Thursday, December 4, 2025

New pact corrects 22 years of mistakes by Mexico: economy secretary

The new bilateral trade agreement with the United States corrects past mistakes made by Mexico and is the result of “intelligent leadership” from President Enrique Peña Nieto, Economy Secretary Ildefonso Guajardo said yesterday.

Speaking at an event attended by 300 of Mexico’s most influential leaders, Guajardo said the pact announced last week by United States President Donald Trump “corrects the errors Mexico made in the last 22 years,” explaining that while NAFTA had benefited workers in the automotive, industrial and business sectors, there were also “losers” who didn’t reap any rewards.

Guajardo said that when Trump took office in January 2017 he sought to “look after his electoral base” who felt that they had been defrauded by the North American Free Trade Agreement.

The U.S. president has openly cultivated and courted that sentiment, describing NAFTA as “the worst trade deal maybe ever signed anywhere” and blaming the pact for the loss of American jobs and industry to Mexico.

Guajardo said that on April 26, 2017, he received a telephone call from Foreign Affairs Secretary Luis Videgaray who told him that there was a document on the U.S. president’s desk that if signed would notify Mexico and Canada of the United States’ intention to withdraw from NAFTA.

The economy secretary said the call served as a catalyst for the government to join forces with the private sector in an attempt to maintain the agreement.

“Today, almost a year and a half after that incident, we have an understanding with the United States that preserves the fundamental framework of our trade relationship with that country and adds new elements that strengthens [it to face] the reality that the world and North America live today,” he said.

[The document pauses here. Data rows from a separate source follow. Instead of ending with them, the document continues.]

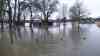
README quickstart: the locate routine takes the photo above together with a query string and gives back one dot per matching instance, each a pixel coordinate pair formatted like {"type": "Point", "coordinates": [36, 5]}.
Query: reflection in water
{"type": "Point", "coordinates": [90, 46]}
{"type": "Point", "coordinates": [52, 41]}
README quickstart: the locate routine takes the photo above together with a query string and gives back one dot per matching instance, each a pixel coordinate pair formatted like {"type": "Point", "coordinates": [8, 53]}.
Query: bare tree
{"type": "Point", "coordinates": [46, 7]}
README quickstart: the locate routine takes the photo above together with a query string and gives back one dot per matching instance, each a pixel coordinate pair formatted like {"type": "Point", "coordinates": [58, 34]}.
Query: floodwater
{"type": "Point", "coordinates": [58, 40]}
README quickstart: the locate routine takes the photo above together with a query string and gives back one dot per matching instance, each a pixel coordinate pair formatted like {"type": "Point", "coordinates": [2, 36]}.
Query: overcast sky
{"type": "Point", "coordinates": [91, 5]}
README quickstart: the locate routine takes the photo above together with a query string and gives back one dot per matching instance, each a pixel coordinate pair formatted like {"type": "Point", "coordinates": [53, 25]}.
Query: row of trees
{"type": "Point", "coordinates": [15, 10]}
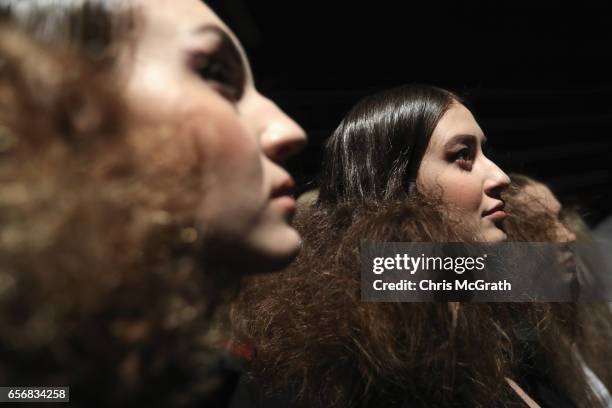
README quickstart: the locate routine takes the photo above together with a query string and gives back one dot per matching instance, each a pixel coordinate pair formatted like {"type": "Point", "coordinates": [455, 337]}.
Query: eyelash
{"type": "Point", "coordinates": [464, 158]}
{"type": "Point", "coordinates": [221, 72]}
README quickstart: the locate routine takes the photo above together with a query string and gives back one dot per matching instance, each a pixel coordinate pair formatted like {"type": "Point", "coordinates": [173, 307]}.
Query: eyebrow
{"type": "Point", "coordinates": [463, 138]}
{"type": "Point", "coordinates": [215, 29]}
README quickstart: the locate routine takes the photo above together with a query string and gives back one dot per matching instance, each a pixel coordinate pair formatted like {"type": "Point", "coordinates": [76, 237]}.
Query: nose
{"type": "Point", "coordinates": [280, 136]}
{"type": "Point", "coordinates": [497, 180]}
{"type": "Point", "coordinates": [564, 234]}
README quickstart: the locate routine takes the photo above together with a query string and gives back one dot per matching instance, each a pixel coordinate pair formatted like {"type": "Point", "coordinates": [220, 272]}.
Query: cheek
{"type": "Point", "coordinates": [462, 191]}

The role Peña Nieto played in reaching the accord was pivotal, Guajardo declared.

“There is no technical negotiating team in the world that can give results if the leadership of the country doesn’t have a clear vision about how to manage its relationship with the leader of the neighboring country,” he said.

“In that sense, the intelligent leadership of President Peña in this process cannot be denied. He painted where the line of national dignity is but didn’t get roped into shows of bravado that could have placed the wellbeing of the country in danger. In that the only credit goes to Enrique Peña Nieto.”

However, Guajardo also said that the transition team of president-elect Andrés Manuel López Obrador had played a crucial role in “reviving a negotiation that seemed dead” and praised the current and incoming governments for presenting a united front that “sent a message of certainty and [shared] vision” to its trade partners.

Mexico’s new understanding with its northern neighbor “could motivate other global actors, like the European Union and Japan, to find a new balance with the United States,” he said.

Negotiations to bring Canada into the agreement are continuing in Washington D.C. this week after four days of negotiations last week failed to yield a trilateral deal.

Guajardo this week rejected that Mexico had betrayed Canada by reaching a separate bilateral deal with the U.S. and said that he was hopeful that a Canada-United States pact would be reached by tomorrow.